Analisando as mudanças mundiais e a globalização nos anos de 80 e 90 do século XX, podemos ver que essas mudanças são resultado de uma revolução tecnológica. O avanço da tecnologia faz aumentar a produtividade global, como por exemplo, para satisfazer a demanda do mercado automobilístico, basta 8 a 10 empresas fabricantes. Então, porque ainda existem muitas empresas automobilísticas? Porque existem diferentes sistemas políticos e diferentes blocos econômicos, com diferentes fatores geopolíticos. O livre comércio promove o desenvolvimento mundial do comércio, mas concentra as riquezas nos países no centro do processo. O mesmo no caso das empresas multinacionais. De fato, 40% do livre comércio no mundo são feitos dentro da rede multinacional. Não existe mercado livre, somente mercado monopolista, no qual os grandes conglomerados são protagonistas, com ajuda dos seus respectivos governos para forçar abrir o mercado dos outros países.
Uma outra mudança no mundo está no setor financeiro. Para ampliar a produção, as empresas precisam de capital e de apoio financeiro. Nos anos 70 a 90, a expansão financeira superou a expansão econômica, e essa expansão foi feita pelos grandes conglomerados financeiros. Não houve fluxo livre de capital. O investimento direto também é considerado pelos neoliberais como fatores mais importantes e ativos, mas o investimento direto não ocupa lugar importante na expansão financeira global. A dívida pública e a transferência internacional desempenharam papéis importantes. Acho que o neoliberalismo só funcionou como pretexto e embalagem política, ele não é a causa da mudança política e econômica mundial, ele só serve aos interesses de uma minoria.

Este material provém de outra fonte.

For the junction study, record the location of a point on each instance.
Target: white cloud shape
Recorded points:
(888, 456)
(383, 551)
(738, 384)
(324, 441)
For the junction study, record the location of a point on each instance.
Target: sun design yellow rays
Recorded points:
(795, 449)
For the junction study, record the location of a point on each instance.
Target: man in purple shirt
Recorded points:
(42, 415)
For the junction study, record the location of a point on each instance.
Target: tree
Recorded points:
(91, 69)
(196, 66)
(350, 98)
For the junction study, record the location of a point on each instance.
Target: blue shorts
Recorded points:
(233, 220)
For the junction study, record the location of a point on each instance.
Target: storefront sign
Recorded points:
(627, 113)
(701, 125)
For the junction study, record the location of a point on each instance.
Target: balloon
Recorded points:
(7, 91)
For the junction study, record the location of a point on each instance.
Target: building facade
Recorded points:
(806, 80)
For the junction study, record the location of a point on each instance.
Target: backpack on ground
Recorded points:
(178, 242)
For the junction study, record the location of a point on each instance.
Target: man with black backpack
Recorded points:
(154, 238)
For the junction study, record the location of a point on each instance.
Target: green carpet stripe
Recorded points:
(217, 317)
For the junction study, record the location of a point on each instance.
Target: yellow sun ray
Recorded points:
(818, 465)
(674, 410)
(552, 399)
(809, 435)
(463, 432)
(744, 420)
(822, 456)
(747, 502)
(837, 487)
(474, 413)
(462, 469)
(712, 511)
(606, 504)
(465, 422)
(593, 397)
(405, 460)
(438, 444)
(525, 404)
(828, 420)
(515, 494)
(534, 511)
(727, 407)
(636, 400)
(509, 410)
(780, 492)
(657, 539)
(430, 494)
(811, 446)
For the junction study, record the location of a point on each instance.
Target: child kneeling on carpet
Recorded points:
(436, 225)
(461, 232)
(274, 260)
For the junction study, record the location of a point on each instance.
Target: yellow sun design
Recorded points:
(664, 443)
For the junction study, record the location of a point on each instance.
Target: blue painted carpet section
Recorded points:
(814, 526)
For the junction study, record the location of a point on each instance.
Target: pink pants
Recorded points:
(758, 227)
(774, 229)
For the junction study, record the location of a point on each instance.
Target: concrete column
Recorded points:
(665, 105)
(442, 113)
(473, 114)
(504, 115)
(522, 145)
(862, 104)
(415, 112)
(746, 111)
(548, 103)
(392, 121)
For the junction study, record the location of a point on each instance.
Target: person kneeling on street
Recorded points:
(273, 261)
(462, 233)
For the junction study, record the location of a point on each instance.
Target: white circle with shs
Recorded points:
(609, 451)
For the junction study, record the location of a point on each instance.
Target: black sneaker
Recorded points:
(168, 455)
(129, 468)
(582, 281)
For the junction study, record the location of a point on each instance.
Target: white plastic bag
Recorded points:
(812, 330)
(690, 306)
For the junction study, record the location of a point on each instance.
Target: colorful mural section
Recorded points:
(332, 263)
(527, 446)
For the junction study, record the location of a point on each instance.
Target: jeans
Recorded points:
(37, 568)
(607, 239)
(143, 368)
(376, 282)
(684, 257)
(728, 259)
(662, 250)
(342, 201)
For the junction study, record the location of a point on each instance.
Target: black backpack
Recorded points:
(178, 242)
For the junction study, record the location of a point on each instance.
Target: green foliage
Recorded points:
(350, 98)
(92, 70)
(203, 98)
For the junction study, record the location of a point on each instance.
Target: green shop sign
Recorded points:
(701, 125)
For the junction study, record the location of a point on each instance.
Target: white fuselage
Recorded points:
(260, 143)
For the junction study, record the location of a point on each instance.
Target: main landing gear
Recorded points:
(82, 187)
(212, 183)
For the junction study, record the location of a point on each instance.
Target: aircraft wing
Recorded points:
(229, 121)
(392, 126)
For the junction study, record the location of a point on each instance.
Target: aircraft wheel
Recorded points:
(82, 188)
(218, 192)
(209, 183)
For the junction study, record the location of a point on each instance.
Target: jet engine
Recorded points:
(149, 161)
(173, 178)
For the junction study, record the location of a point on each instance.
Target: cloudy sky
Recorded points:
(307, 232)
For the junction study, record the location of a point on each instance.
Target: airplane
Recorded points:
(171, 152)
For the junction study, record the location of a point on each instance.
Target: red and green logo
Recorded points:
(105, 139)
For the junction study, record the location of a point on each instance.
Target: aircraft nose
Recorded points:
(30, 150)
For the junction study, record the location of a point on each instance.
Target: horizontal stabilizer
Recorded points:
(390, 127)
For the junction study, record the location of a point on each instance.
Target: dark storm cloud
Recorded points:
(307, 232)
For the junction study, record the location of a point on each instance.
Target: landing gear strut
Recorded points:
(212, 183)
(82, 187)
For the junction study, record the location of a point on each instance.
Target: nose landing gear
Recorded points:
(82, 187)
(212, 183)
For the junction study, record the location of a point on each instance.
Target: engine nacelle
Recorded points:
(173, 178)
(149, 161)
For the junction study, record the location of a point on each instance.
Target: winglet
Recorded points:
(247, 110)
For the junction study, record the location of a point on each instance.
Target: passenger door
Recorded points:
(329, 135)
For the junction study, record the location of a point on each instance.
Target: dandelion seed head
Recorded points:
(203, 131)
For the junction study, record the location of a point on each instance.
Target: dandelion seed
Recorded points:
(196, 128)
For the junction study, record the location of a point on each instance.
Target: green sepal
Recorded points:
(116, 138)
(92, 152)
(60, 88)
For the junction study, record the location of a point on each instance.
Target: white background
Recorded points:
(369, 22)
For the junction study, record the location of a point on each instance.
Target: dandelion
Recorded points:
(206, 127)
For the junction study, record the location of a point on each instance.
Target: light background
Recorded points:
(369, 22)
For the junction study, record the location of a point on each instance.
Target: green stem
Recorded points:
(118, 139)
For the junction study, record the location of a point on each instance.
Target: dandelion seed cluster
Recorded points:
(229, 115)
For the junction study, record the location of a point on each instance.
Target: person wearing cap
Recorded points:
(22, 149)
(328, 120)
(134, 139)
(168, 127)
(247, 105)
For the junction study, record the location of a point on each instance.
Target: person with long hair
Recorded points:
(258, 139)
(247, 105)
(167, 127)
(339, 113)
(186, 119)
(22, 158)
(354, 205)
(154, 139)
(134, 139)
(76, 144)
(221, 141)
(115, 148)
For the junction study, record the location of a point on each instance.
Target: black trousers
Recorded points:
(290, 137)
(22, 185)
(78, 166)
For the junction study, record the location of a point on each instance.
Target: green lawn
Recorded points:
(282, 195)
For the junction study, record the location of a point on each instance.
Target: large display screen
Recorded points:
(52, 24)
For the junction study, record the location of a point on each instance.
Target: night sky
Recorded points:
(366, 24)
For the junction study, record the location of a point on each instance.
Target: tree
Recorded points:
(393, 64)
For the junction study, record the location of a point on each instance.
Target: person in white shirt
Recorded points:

TBN: Como o neoliberalismo tornou-se uma teoria de impacto global?

TDS: Depois da Segunda Guerra Mundial, um grupo de economistas da Universidade de Chicago se uniu num hotel de Zurich na Suíça – são economistas influentes no Banco Mundial e nos grandes bancos mundiais. Em 1973, depois do golpe militar no Chile, se tornaram conselheiros do governo de Pinochet, mais tarde, ganharam influência internacional, e receberam apoio do presidente americano Ronald Reagan e da primeira-ministra britânica Margaret Thatcher. Também tinham o apoio de Helmult Koll da Alemanha. A palavra “neoliberalismo” tornou-se divina, o que indica a tendência da intervenção governamental na economia. O surgimento do neoliberalismo tem a ver com a conjuntura política e social da década de 70 a 90, com a globalização financeira da década de 80, a ditadura militar na América Latina e com o conservadorismo dos países centrais.
Neoliberalismo acredita que através da livre concorrência do mercado, aliás um mercado artificial – a prosperidade econômica e a igualdade social podem ser alcançadas. Mas os dados estatísticos dos 80 e 90 mostraram que durante o governo de Clinton, o neoliberalismo criou grandes desigualdades sócias na Europa e na América Latina.
No meu livro, explico as causas do surgimento e declínio do neoliberalismo.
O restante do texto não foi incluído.